Ich bin davon überzeugt, dass eine effektive Videoüberwachung – wie sie zurzeit auch am Bahnhof Südkreuz getestet wird – einen immensen Sicherheitsgewinn für die Bürgerinnen und Bürger bedeutet. In Zeiten zunehmender Bedrohungslagen müssen wir unsere Gesellschaft besser schützen und unsere Freiheit aktiv verteidigen. Die Videoüberwachung ist ein wirksames Instrument, das seit Langem erfolgreich zur Aufklärung von Straftaten eingesetzt wird. Es ist ein echter Sicherheitsgewinn, wenn Kriminelle so (schnelller) gefasst und inhaftiert werden – weitere Straftaten können sie nicht mehr begehen. Ich finde daher, wir sollten die Chancen nutzen, die der technologische Fortschritt mit sich bringt und so unsere Werte, wie auch unsere Sicherheit und damit letztlich unsere Freiheit, verteidigen.
Gerade das Beispiel des Attentats vom Breitscheidplatz, das auch Sie ansprechen, hat uns Berlinern bzw. uns Deutschen gezeigt, dass die Bedrohung durch Terrorismus real ist. Der Anschlag hätte zwar auch mit der neuen Technik nicht verhindert werden können; der Attentäter hätte aber schneller gefasst und zur Verantwortung gezogen werden können.
Natürlich muss die Videoüberwachung verhältnismäßig sein und die Grundrechte der Bürger, insb. das Grundrecht auf informationelle Selbstbestimmung, müssen gewahrt werden. Insofern kann ich Ihre Bedenken nachvollziehen. Jedoch wird in der öffentlichen Debatte oft vergessen, dass die Bewegungsdaten, die anhand der Gesichtserkennung erfasst werden, nur dann überhaupt gespeichert werden, wenn die betroffene Person schon vorher in den einschlägigen Fahndungsregistern registriert war.
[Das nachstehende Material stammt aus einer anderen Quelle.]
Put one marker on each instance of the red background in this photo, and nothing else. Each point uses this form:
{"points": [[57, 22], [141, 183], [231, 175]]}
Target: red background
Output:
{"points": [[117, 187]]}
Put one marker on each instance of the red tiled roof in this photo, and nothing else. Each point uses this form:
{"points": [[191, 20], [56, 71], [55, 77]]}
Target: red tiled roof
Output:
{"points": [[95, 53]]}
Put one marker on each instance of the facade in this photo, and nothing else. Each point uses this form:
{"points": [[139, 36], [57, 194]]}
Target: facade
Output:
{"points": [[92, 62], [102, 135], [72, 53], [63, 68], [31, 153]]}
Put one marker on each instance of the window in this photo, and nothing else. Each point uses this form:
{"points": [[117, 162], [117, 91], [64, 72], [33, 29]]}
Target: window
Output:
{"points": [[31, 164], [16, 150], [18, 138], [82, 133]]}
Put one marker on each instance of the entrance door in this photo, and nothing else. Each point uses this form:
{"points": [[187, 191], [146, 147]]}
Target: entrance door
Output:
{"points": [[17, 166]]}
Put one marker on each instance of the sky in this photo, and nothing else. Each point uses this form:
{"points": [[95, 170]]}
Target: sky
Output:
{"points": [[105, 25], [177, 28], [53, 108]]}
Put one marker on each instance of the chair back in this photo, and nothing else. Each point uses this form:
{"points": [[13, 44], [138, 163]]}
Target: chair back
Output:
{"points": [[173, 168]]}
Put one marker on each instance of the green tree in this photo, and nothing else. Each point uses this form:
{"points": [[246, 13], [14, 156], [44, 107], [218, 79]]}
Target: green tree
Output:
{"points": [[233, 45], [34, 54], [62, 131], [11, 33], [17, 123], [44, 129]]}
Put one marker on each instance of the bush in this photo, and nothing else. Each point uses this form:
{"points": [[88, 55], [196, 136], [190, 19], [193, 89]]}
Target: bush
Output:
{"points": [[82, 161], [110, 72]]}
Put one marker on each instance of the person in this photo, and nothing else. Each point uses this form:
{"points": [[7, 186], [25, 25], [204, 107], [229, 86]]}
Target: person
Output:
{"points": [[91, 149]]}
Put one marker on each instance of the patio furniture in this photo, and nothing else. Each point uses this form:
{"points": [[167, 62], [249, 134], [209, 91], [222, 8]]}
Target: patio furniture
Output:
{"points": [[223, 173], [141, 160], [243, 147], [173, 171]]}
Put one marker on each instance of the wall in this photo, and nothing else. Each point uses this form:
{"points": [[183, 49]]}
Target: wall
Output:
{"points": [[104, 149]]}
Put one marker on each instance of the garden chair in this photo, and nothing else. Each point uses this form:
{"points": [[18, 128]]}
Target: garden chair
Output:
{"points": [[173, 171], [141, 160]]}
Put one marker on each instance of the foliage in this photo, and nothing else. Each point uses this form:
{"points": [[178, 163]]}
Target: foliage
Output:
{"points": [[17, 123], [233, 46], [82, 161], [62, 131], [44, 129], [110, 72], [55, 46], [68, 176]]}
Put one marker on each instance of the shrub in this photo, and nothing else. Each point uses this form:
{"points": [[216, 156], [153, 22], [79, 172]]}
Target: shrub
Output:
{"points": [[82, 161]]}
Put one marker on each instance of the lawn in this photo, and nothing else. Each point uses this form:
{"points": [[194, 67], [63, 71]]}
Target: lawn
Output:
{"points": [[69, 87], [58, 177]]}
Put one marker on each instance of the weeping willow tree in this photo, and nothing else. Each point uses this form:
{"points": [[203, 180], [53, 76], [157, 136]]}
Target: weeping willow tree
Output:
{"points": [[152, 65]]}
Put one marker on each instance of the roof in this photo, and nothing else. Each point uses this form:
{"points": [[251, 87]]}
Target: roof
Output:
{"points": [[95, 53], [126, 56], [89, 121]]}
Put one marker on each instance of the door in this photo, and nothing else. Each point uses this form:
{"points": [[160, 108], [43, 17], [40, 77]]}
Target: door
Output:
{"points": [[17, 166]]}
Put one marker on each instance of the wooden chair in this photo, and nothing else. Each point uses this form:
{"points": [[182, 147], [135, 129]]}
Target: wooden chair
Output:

Die Daten aller anderen Personen werden im gleichen Moment wieder gelöscht. Auch muss stets ein Richter darüber entscheiden, ob gespeicherte Daten im konkreten Einzelfall verwendet werden dürfen. Die Schranken hierfür sind hoch, ich habe Vertrauen, dass hiermit verantwortungsvoll umgegangen wird.
Ich hoffe, ich konnte meine Position verdeutlichen.